Hypergiant Industries
- Company type: Private
- Industry: Artificial intelligence
- Founded: February 2018
- Founder: Ben Lamm; Will Womble; John Fremont;
- Headquarters: Austin, Texas, United States
- Area served: Worldwide
- Key people: Mike Betzer (CEO); Ben Lamm (Founder); C.K. Sample (Chief Customer Officer); Mike Roberts (CTO); Quentin Donnellan (President, Space & Defense); Tim Paulin (CFO); Marc Katz (General Counsel)
- Number of employees: 185
- Website: hypergiant.com

= Hypergiant Industries =

American technology company

Hypergiant is an Austin, Texas based technology company, founded in February 2018, and currently headed by CEO Mike Betzer.

The company develops artificial intelligence (AI) products, focused on its CommandCenter Platform.

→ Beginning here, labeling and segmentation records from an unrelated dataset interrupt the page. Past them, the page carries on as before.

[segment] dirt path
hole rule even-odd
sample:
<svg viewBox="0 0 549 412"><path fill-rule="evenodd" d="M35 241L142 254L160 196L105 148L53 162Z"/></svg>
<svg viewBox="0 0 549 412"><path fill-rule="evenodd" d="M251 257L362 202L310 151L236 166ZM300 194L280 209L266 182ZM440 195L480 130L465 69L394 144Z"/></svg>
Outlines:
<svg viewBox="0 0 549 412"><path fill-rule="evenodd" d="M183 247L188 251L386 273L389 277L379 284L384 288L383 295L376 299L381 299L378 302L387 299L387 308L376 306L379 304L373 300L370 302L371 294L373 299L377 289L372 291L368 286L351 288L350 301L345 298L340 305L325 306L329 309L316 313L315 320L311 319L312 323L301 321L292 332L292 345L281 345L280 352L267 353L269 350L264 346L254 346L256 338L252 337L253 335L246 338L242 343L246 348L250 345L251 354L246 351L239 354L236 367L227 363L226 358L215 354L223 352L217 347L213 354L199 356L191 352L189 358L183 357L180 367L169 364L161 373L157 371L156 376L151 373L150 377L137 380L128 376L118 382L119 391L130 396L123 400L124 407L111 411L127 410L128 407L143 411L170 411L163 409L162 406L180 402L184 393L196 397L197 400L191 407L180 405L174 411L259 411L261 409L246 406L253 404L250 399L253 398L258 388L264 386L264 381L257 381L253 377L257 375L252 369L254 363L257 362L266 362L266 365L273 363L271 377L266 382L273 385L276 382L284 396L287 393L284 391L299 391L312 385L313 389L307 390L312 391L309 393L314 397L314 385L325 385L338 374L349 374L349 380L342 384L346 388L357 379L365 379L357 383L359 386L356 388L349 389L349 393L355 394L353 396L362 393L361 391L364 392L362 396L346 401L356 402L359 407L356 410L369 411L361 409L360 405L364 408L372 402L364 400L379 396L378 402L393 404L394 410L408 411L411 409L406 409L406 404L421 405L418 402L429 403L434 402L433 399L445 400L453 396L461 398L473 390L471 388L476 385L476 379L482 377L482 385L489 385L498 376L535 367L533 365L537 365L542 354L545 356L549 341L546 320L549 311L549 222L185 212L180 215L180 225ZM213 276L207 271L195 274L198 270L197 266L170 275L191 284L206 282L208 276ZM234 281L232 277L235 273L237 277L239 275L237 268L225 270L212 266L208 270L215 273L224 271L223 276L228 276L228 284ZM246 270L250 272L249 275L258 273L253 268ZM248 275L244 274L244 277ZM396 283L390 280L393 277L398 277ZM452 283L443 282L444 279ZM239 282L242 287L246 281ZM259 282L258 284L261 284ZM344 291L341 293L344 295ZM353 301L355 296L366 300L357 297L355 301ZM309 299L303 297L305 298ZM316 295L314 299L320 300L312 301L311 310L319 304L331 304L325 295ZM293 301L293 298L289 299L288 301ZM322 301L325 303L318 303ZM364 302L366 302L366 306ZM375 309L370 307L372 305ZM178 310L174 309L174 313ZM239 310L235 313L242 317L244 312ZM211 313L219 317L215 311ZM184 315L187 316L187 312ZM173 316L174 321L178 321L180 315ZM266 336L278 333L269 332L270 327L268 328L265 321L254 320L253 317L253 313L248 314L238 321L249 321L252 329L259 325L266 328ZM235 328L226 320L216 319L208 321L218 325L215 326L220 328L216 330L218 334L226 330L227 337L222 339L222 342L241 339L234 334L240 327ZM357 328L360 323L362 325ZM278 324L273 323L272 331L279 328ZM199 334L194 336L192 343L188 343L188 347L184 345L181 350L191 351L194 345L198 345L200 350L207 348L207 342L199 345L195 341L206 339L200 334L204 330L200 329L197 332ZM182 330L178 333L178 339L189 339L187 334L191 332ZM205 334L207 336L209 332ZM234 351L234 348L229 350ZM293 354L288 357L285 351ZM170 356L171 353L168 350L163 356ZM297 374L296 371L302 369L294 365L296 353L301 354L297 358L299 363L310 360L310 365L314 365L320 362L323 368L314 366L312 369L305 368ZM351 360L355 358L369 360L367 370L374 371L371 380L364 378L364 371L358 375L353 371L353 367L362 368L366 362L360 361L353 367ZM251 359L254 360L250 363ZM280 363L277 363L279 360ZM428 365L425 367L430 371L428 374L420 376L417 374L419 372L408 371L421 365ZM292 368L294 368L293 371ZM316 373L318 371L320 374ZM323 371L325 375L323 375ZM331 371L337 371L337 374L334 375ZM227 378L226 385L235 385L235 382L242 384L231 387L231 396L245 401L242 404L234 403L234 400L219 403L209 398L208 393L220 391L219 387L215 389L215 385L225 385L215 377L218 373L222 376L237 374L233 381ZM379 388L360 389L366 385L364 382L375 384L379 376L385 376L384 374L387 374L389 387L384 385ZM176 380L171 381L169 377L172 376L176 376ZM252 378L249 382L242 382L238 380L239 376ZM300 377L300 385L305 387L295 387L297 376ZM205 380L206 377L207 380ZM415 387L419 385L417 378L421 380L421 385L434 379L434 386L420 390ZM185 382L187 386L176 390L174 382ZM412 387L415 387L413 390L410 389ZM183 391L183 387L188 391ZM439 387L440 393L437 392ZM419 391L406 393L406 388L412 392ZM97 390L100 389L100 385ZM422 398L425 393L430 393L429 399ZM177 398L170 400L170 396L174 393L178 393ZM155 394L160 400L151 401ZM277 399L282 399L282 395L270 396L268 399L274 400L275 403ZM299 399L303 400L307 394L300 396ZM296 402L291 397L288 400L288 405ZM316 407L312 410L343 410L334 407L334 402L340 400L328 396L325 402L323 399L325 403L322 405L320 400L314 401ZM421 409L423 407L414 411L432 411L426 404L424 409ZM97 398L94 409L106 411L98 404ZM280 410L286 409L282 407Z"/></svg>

In August 2019, global consulting firm Booz Allen announced a venture with Hypergiant to deliver AI products for public sector clients. In September 2019, its algae-based air cleaner, was noted by Fast Company as a "world-changing idea", and was reviewed in Popular Mechanics, and other media.

In August 2023, it was announced the Dallas-based private equity company, Trive Capital had acquired Hypergiant for an undisclosed amount.